Lawmaker to ask police to explain Snowden reporter's partner's detention

Keith Vaz, the chairman of the Home Affairs Select Committee, said that he wants to know why police stopped David Miranda, the partner of Guardian journalist Glenn Greenwald.

In this undated photo released by Janine Gibson of The Guardian, Guardian journalist Glenn Greenwald, right, and his partner David Miranda, are shown together at an unknown location. Miranda, the partner of Greenwald, a journalist who received leaks from former National Security Agency contractor Edward Snowden, was detained for nearly nine hours Sunday, Aug. 18, 2013, under anti-terror legislation at Heathrow Airport, triggering claims that authorities are trying to interfere with reporting on the issue. (AP Photo/Janine Gibson, the Guardian) CREDIT MANDATORY

LONDON (AP) — A British lawmaker on Monday called for police to explain why the partner of a journalist who received classified information from former National Security Agency contractor Edward Snowden was detained for nearly nine hours at Heathrow Airport.

Keith Vaz, the chairman of the Home Affairs Select Committee, said that he wants to know why police stopped David Miranda, the partner of Guardian journalist Glenn Greenwald. Miranda was held for nearly the maximum time authorities are allowed to detain individuals under the Terrorism Act's Schedule 7, which authorizes security agencies to stop and question people at borders.

Miranda's cellphone, laptops and memory sticks were confiscated, Greenwald said.

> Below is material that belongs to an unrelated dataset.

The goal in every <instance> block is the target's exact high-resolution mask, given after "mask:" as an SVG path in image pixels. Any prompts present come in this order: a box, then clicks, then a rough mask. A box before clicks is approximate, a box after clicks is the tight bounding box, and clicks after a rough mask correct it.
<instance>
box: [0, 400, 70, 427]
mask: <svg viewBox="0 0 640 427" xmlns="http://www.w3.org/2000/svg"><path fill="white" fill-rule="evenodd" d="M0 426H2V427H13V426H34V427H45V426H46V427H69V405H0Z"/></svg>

"What needs to happen pretty rapidly is we need to establish the full facts," Vaz told the BBC. "Now you have a complaint from Mr. Greenwald and the Brazilian government — they indeed have said they are concerned at the use of terrorism legislation for something that does not appear to relate to terrorism — so it needs to be clarified, and clarified quickly."

Miranda, 28, was stopped Sunday while traveling home to Brazil after visiting Germany where he met with Laura Poitras, a U.S. filmmaker who has worked with Greenwald on the NSA story. The Guardian reported it paid for Miranda's flights, but did not immediately respond to a request for elaboration on what his role with the newspaper might be, if any.

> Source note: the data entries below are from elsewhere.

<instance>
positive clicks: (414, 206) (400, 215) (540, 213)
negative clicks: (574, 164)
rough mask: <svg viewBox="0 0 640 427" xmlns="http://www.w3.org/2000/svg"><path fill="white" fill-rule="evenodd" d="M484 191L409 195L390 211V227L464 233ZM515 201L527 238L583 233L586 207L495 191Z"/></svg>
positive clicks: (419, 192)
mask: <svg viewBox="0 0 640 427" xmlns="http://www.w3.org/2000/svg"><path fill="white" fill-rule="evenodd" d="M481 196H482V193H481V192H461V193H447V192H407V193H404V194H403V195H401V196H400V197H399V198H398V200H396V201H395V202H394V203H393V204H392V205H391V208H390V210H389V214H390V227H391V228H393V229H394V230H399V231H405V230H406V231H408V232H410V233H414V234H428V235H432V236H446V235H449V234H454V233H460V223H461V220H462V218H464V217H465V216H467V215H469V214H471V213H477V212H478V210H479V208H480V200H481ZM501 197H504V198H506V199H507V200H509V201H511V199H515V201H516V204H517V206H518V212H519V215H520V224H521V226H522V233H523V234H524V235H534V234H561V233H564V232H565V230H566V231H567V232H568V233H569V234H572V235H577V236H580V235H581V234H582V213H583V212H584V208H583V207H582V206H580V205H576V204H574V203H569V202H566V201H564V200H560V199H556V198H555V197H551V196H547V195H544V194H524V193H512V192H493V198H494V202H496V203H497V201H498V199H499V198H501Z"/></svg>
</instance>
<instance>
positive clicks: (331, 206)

Vaz said it was "extraordinary" that police knew that Miranda was Greenwald's partner, and the authorities were targeting partners of people involved in Snowden's disclosures.

"Bearing in mind it is a new use of terrorism legislation to detain someone in these circumstances ... I'm certainly interested in knowing, so I will write to the police to ask for the justification of the use of terrorism legislation — they may have a perfectly reasonable explanation," Vaz said.

Greenwald has written about NSA surveillance programs based on files disclosed by Snowden, who now has temporary asylum in Russia.

Labour Party lawmaker Tom Watson questioned whether Home Office ministers had been told and described the detention as an "an embarrassment to the government."

"What I think we are going to see is this is sort of the intelligence services overstepping the mark— they are clearly trying to intimidate Glenn Greenwald — and that's an attack on journalism," Watson told the BBC.

London police acknowledged that they had detained a 28-year-old man at 8:05 a.m. He was released at 5 p.m. without being arrested, the Metropolitan Police Service said.

The Home Office defended Schedule 7 in a report last year, arguing it was designed to help authorities determine whether people crossing U.K. borders have been involved in the "commission, preparation or instigation of acts of terrorism." Border agents are not required to have reasonable suspicion before detaining a traveler.

Under Schedule 7, examining officers may require travelers to answer questions or provide documents. Detainees may be held for up to nine hours if they refuse to cooperate, the Home Office has said.

In most cases, those questioned under Schedule 7 are detained for less than an hour. Less than a tenth of 1 percent are held for more than six hours. Some 230,236 people were questioned under Schedule 7 from April 2009 through March 2012.